Finalmente, as aplicações. “Inferência” é onde o usuário realmente encontra a IA: perguntas respondidas, tarefas concluídas. Supunha-se que qualquer aplicação dependeria dos modelos e servidores das maiores empresas para inferência. Mas modelos como o R1 podem funcionar bem o suficiente, e fazer inferência de forma eficiente o suficiente para rodar nos servidores de todos os tipos de empresas que não precisarão “alugar” de uma empresa como a OpenAI.
Tudo isso tem grandes implicações. Mas além da Nvidia, as grandes quedas dessa segunda-feira não foram do grupo das Sete Magníficas Grandes Tecnologias. As auréolas de IA dessas empresas permanecem firmemente no lugar. O verdadeiro dano foi feito às ações por trás da emergente economia de data centers. Constellation, a empresa de serviços públicos que cobre o data center do meio do Atlântico, Vistra, o grande fornecedor de energia do estado de Washington, e NRG, o principal jogador do Nordeste dos EUA e do Texas, caíram fortemente nessa segunda.
GE Vernova, Eaton e Quanta Services constroem sistemas de energia para data centers. A Oracle acabou de anunciar um grande investimento em data centers. Broadcom e Arista fornecem tecnologia não-GPU para data centers. Todas foram atingidas.

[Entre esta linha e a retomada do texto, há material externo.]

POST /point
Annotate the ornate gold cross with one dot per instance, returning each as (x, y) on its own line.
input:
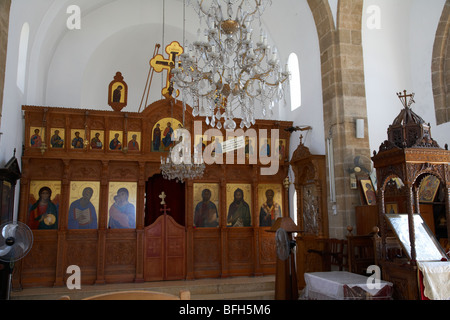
(404, 98)
(163, 196)
(159, 64)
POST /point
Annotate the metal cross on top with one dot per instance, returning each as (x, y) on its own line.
(404, 98)
(159, 64)
(163, 196)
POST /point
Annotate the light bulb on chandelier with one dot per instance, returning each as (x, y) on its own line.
(224, 72)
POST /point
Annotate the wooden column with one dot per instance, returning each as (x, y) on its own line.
(412, 238)
(102, 224)
(62, 227)
(140, 224)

Amazon, Alphabet, Meta e Microsoft investiram muito em data centers de IA. Talvez tenham desperdiçado parte desse dinheiro —mas agora podem estar livres para gastar menos. Apple e Microsoft, cuja força pode ter sido construir aplicações para modelos de IA em vez dos próprios modelos, podem até estar em uma posição melhor.
A própria Nvidia dificilmente está de joelhos. Sua linguagem de codificação proprietária, Cuda, ainda é o padrão da indústria. E só porque o modelo da DeepSeek é mais eficiente não significa que modelos mais enxutos não se beneficiarão do maior poder computacional oferecido pelos melhores chips da Nvidia. Embora suas ações tenham caído quase 17% na segunda-feira, isso só as traz de volta ao nível (muito, muito alto) de setembro do ano passado.
Não devemos exagerar a reação do mercado ao R1. O Nasdaq caiu 3%. Foi um dia ruim, não um pânico. A visão de vencedor leva tudo da IA está ferida, não morta. A bolha da IA, se é que é isso, pode ainda estourar, mas não estourou na segunda-feira. Nem de perto.